Las purgas de los años 1934-41 tuvieron tres objetivos: el Partido, el Ejército y la población. Su alcance fue escalofriante. En total, una cifra cercana a los 10 millones de personas fueron arrestadas y represaliadas de alguna forma; de ellas, unos 3 millones fueron ejecutadas y otras tantas murieron en campos de concentración. En el "juicio de los 16" de agosto de 1936, varios antiguos dirigentes del PCUS, y entre ellos Kamenev y Zinoviev, fueron acusados del asesinato de Kirov y ejecutados por ello, después que los acusados -moralmente destruidos por la policía estalinista- se autoinculparan: 1.108 de los 1.996 delegados que habían asistido al Congreso del PCUS de enero de 1934, y unos 100 miembros del Comité Central elegido en el mismo, fueron igualmente ejecutados. El "juicio de los 17", de enero de 1937, y el "juicio de los 21", de marzo de 1938, supusieron nuevas penas de muerte para más ex-dirigentes del Partido, entre otros Bujarin, acusado de mantener vínculos con Trotsky. En junio de 1937, fueron ejecutados el general Tujachevsky, jefe del Estado Mayor, y otros 78 altos oficiales del Ejército, acusados de conspirar a favor de Alemania y Japón (represión seguida además por la depuración de la mitad de los 35.000 oficiales que mandaban el Ejército soviético). El clima de delaciones, sospechas y miedo así creado cumplió su objetivo: toda posible alternativa de gobierno, todo potencial centro de oposición, toda hipotética reacción de descontento popular, quedaron destruidos para siempre.

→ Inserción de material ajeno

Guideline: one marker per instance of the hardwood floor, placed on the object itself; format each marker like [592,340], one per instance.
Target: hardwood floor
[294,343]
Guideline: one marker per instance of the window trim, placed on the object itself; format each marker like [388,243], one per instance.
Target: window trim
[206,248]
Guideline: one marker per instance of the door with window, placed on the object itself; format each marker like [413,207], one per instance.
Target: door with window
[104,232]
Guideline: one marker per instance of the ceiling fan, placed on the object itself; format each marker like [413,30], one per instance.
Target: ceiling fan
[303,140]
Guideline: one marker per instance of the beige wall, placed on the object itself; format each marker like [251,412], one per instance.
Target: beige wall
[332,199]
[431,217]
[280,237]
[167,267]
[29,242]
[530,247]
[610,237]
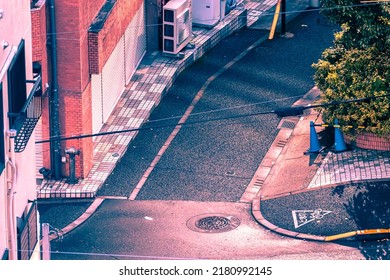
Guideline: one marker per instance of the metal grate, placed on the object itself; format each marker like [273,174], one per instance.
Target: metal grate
[27,119]
[215,223]
[212,223]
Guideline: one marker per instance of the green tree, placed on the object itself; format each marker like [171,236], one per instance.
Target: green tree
[357,65]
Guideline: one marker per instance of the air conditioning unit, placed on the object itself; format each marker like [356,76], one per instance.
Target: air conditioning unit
[177,26]
[206,12]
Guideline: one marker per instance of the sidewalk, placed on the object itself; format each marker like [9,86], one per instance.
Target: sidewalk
[152,80]
[325,196]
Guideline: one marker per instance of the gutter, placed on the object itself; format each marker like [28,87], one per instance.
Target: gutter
[55,146]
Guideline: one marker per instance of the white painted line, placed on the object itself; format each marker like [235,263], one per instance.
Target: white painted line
[303,217]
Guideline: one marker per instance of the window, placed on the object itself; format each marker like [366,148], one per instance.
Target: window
[17,91]
[2,136]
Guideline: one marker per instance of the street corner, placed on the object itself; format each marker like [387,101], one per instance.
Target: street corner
[352,210]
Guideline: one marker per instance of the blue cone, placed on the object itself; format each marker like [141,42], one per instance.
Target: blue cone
[314,143]
[339,143]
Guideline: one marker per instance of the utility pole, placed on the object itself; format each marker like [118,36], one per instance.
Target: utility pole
[283,8]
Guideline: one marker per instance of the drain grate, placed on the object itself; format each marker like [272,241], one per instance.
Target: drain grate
[213,223]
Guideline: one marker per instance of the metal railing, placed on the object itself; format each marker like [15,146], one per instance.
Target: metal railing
[27,118]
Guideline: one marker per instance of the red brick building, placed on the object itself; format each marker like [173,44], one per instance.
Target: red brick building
[99,44]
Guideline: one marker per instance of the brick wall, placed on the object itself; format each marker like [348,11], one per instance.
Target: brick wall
[76,114]
[76,48]
[102,41]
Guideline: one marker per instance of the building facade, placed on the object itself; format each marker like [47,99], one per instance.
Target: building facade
[92,50]
[20,110]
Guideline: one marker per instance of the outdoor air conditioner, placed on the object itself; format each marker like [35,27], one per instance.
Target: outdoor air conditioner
[206,12]
[177,26]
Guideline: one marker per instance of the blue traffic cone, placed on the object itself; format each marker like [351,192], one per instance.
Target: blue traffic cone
[339,143]
[314,143]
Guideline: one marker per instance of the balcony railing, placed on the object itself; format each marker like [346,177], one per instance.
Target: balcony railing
[26,120]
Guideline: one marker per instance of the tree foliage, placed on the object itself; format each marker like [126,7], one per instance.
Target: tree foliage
[357,65]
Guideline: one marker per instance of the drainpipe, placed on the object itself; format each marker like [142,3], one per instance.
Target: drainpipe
[10,209]
[55,146]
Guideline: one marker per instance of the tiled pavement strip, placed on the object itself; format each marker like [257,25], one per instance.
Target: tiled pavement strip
[154,77]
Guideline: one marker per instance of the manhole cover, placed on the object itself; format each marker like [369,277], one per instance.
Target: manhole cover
[213,223]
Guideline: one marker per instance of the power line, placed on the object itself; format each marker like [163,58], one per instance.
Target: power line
[262,13]
[280,112]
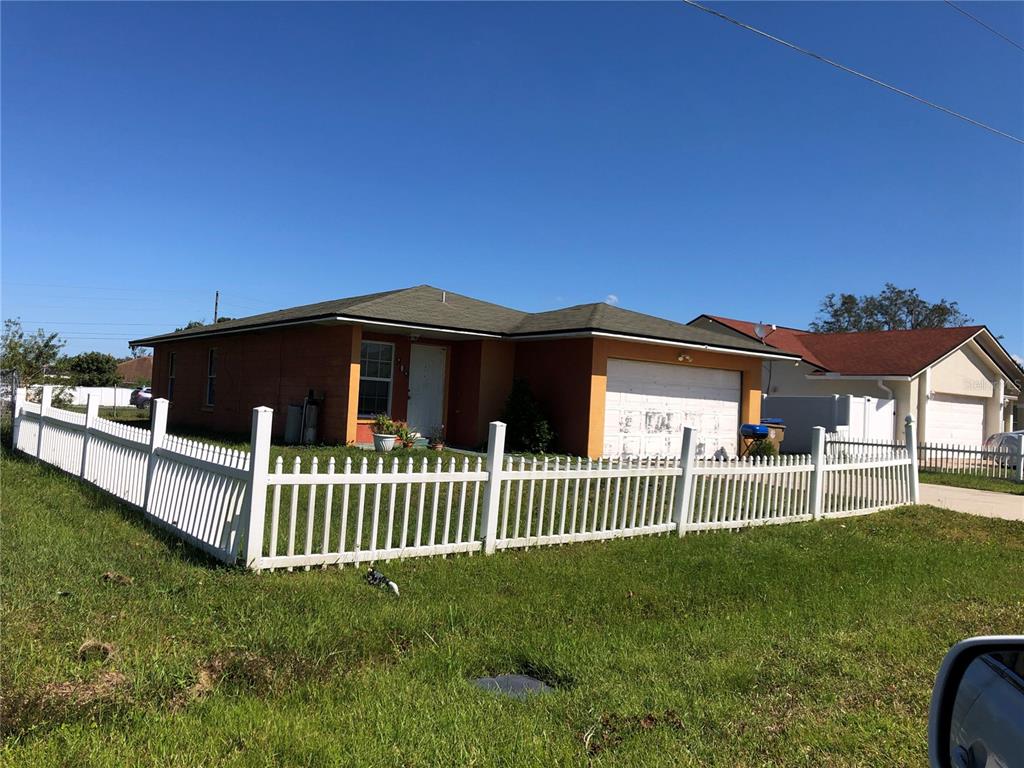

La política de Stalin -que tras la llegada de Hitler al poder en marzo de 1933 conllevaría la apertura a Occidente y la estrategia de frente popular de los partidos comunistas occidentales (pero también, el Pacto de No Agresión con la Alemania de Hitler, en agosto de 1939, cuando la apertura pareció poco satisfactoria)- quedó sólidamente apuntalada. Stalin pudo incluso aprobar en 1936 una nueva Constitución, en apariencia más liberal que la de 1924. El control que ejercía sobre la URSS era excepcional, absoluto. La revolución de octubre de 1917 había desembocado en el horror totalitario que habían anticipado Zamiatin y Huxley en sus libros, y que luego retratarían, aún más magistralmente, Koestler y Orwell en los suyos. Lo grave era que la dictadura soviética no se apoyaba como la de Hitler en una megalomanía racial y ultranacionalista, sino que se legitimaba en la doble ética de la revolución y del proletariado.